I am looking at the proof of the Symmetry Principle from Stein and Shakarchi's Complex Analysis. Here, we try to prove the theorem using Morera's theorem. My question here is regarding the argument given below in diagram (a).
So, from Morera's theorem, we have that $\int_{T_\epsilon} f=0$. We then let $\epsilon \to 0$, and conclude that $\int_T f(z)dz =0$. It says that we have this convergence by continuity.

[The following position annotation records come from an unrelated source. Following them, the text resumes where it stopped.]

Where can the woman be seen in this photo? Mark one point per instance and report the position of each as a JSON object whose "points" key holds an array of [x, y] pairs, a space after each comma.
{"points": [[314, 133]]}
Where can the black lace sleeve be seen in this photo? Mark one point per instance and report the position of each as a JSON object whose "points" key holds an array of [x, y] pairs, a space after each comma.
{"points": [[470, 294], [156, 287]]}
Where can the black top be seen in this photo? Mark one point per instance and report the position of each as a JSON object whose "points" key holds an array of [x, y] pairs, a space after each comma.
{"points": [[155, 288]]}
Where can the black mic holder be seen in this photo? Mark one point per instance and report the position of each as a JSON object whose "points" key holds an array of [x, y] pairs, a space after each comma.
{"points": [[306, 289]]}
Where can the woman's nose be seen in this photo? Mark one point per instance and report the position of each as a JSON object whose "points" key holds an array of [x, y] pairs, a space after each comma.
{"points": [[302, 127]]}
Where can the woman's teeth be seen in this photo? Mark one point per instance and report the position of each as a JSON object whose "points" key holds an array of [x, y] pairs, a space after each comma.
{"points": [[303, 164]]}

However, while this is intuitively clear, I can't think of a rigorous argument that guarantees $$\int_{T_\epsilon} f(z)dz = \int_T f(z)dz.$$ How do we get this result by continuity?

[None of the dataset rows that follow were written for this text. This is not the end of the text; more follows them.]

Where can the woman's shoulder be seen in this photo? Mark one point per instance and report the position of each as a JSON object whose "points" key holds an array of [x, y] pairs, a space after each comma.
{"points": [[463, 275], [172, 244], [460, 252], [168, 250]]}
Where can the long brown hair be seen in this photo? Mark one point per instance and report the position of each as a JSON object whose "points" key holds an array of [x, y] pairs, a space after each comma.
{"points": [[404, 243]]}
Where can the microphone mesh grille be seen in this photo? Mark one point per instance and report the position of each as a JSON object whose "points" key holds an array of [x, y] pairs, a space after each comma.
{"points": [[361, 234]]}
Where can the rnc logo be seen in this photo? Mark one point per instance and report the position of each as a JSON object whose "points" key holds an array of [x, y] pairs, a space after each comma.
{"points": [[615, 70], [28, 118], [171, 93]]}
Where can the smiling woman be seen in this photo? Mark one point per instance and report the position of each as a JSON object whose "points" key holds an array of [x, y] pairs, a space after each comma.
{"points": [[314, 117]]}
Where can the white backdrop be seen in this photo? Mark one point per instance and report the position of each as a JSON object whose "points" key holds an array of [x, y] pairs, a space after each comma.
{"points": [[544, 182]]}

$T$ and $T_\epsilon$ are two piecewise $C^1$ curves
$$\gamma,\gamma_\epsilon:[a,b]\longrightarrow\Bbb C$$ with $\gamma_\epsilon = \gamma + i\epsilon.$ You must prove that the integrand of $$ \int_{T_\epsilon}f(z)dz = \int_a^b f(\gamma_\epsilon(t))\gamma_\epsilon'(t)dt $$ converges uniformly to the integrand of $$ \int_{T}f(z)dz = \int_a^b f(\gamma(t))\gamma'(t)dt $$ (the derivatives are undefined in two points)